How to find promising bank stocks that pay dividends
Let’s start with some cold facts. The S&P 500 Bank Industry Index is up a 79% in the last five years, versus a 102% gain in the S&P 500. And it’s up 133% in the last 10 years, versus a 207% advance in the S&P 500. So the industry as a whole has consistently underperformed.
It’s important to point out, as well, that while there are ample bank stocks that pay dividends, not all of them do. And in an industry with its share of volatility, it’s the dividend that can mean the difference between investors making money or losing money.
Still, banks will always have a crucial role in the economy. And even with some volatility, individual bank stocks that pay dividends can hold an important place in an investment portfolio. One example is Bank of America (BAC). Bank of America is one of the largest financial institutions in the world. It’s massive, with more than $2.8 trillion in assets.
BAC spent much of the last decade recovering from the hangover from the financial crisis, and its own ill-conceived acquisitions. It has honed its operations and become much leaner and meaner.
BAC has a considerable scale and scope, with a massive retail banking network, a significant presence in credit card issuance, top commercial operations, and a top-notch investment bank. The wide moat gives the bank huge advantages in costs and switching costs for existing customers.
You might also go with JPMorgan Chase, America’s largest bank by assets and market value. It is also the most profitable big bank with $1.7 trillion in deposits. In 2019 it delivered a 15% return on equity, which pulled back to 11% in 2020 amidst the pandemic economy.

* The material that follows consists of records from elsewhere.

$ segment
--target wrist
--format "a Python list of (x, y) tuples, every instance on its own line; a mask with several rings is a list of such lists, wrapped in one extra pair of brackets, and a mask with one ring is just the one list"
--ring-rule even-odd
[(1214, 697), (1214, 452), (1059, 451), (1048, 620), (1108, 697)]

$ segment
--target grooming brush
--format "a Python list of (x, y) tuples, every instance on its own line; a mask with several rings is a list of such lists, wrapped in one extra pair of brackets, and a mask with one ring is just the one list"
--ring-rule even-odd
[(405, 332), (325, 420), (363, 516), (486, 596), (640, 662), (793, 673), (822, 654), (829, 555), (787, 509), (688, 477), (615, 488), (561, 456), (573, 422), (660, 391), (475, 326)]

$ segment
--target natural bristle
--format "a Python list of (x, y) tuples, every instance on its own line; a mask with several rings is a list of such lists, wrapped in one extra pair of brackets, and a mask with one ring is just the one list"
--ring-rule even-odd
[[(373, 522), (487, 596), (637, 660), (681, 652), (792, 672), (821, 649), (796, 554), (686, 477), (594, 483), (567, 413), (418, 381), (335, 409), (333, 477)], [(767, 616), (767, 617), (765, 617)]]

Similarly, Citigroup is America’s third-largest bank, with $2.3 trillion in total assets and more than $650 billion in deposits. Additionally, the company is spending $1 billion to update its risk and control systems.
Which big bank stock will do better going forward is anyone’s guess, which is why you may wish to hold a few in your saddlebag.
Looking forward, you will likely come out ahead on days when the big tech stocks stumble. When that happens, you’ll remember how smart it was to add a couple of rather boring bank stocks to your portfolio.
What is your opinion of bank stocks that pay dividends? Do you hold any of them in your portfolio?